You know? I’ll be a billionaire once I accumulate as much as a billion dollars. However, I face a major hurdle in finding a supplier. Stay tuned.
LA mary said on January 8, 2007 at 4:03 pm
Fake photographers, how cheesy. They’re all smiling except for the possibly real one.
Jason said on January 8, 2007 at 4:28 pm
No self-respecting newspaper photographer would be caught dead in a suit ‘n tie (never mind the fact you can’t afford to buy a suit on what the typical newspaper pays!). He’s almost certainly corporate PR.
I’ve had the fortune to work with some really talented shooters. In my experience, your average newspaper photographer looks more like Animal from “Lou Grant” than they’d care to admit.
brian stouder said on January 8, 2007 at 4:41 pm
But – is it true that chics will strip for you, if she thinks (for some reason) that you have connections with fashion magazines and the like? (or if your long lenses are alluring enough?)
Sorta the same effect as grungey rock and roller band dudes have (in college towns, anyway)?
Kim said on January 8, 2007 at 10:02 pm
That photo makes me laugh aloud! Talk about advancing the (well-earned?) stereotype: white girls w/long hair pulled back in ponytails and porcelain veneer smiles, 3/4 sleeves, khaki faux fishing/shooter vest, khakis, hoodies. The only thing that would make most shooters (or reporters) I know smile at an event like Auto Show on Ice is when one of the skaters falls on his/her derriere. Very, very funny — and good luck with finding that supplier!
basset said on January 9, 2007 at 10:38 am
The photos of John McCain in this month’s Vanity Fair are just about as bad… a posed pic of him allegedly fishing somewhere, fly vest with nothing on it and a discount-store spin-casting rod that they didn’t even finish unwrapping, still has the plastic ties holding the reel on. sheeeesh.
Jason said on January 9, 2007 at 12:11 pm
> But – is it true that chics will strip for you, if she thinks (for some
> reason) that you have connections with fashion magazines and the
> like? (or if your long lenses are alluring enough?)

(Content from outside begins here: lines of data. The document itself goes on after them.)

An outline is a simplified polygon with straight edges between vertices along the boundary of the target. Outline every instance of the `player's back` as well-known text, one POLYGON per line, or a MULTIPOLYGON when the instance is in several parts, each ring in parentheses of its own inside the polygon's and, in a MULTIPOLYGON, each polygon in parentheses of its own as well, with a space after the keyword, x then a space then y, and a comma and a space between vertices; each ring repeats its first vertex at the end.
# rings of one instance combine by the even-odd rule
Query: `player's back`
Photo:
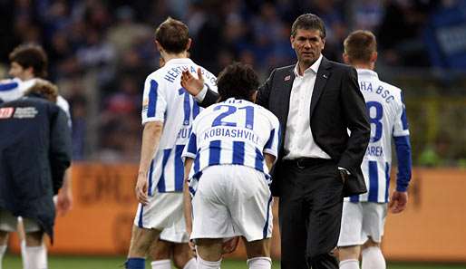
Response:
POLYGON ((388 201, 392 137, 409 134, 402 91, 379 80, 375 72, 358 69, 358 81, 371 122, 371 139, 363 163, 368 192, 352 201, 388 201))
POLYGON ((0 100, 10 101, 22 97, 24 91, 35 83, 35 80, 23 82, 18 78, 0 82, 0 100))
MULTIPOLYGON (((180 85, 185 69, 196 73, 198 65, 190 59, 173 59, 150 73, 144 84, 142 123, 163 122, 158 150, 149 171, 149 195, 182 191, 183 162, 181 153, 187 143, 191 123, 200 108, 180 85)), ((217 91, 216 77, 201 67, 205 82, 217 91)))
POLYGON ((233 98, 214 104, 193 123, 187 149, 195 159, 193 174, 209 166, 231 164, 268 175, 263 152, 277 156, 278 136, 278 119, 263 107, 233 98))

Yes, and the stern publisher with a heart of gold will always stand up for the First Amendment and what she believes is right, even if it means losing an advertiser.
Also, complicated investigative stories rarely take more than 48 minutes (plus commercials) to complete.

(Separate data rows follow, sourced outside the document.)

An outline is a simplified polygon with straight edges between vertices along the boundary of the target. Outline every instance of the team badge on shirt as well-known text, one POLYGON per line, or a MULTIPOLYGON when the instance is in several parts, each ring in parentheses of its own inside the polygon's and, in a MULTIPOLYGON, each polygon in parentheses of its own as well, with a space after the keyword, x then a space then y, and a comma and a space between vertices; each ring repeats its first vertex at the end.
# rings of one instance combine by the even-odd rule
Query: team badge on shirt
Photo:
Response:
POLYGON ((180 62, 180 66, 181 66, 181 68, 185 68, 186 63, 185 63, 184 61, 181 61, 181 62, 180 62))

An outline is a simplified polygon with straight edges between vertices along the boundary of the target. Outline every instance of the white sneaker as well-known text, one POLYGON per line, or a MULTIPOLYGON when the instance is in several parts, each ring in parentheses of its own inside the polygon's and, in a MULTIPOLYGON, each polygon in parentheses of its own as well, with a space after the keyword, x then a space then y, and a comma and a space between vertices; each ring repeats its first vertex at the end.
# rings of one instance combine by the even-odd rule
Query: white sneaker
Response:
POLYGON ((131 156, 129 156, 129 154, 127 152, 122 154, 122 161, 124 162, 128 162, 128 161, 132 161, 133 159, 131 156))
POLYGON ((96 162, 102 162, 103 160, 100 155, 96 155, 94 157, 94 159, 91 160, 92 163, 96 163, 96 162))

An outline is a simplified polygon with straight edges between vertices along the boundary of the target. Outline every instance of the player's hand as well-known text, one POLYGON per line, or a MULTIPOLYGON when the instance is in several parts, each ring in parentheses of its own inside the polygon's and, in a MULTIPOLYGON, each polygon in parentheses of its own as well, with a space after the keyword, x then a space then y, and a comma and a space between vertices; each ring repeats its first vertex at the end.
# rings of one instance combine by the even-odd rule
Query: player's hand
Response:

brian stouder said on January 9, 2007 at 12:14 pm
I KNEW I shoulda’ taken up photography!
MarkH said on January 9, 2007 at 1:08 pm
Is this photo really as nefarious as some of you cynics believe? I think some of us (Nancy included) are missing something here.
Was this just a photo of a staged event for the audience of the car show, or was the photo itself staged? I vote for the former. Nancy didn’t say where the photo came from: a news article? A PR sheet? To me, it’s clear that the “photographers” (and I wouldn’t have noticed the staged aspect without Nancy calling attention to it) are a chorus line, and this is just one of many photos that could have been taken during the event.
A case where the staging/framing/cropping of the shot doesn’t tell the whole story, in any case.
Maryo said on January 9, 2007 at 3:29 pm
Nancy, to the current occupiers of the White House, your not being a billionaire is just a success that hasn’t happened yet. Just like Iraq. Sorry to get political. Cannot be helped today.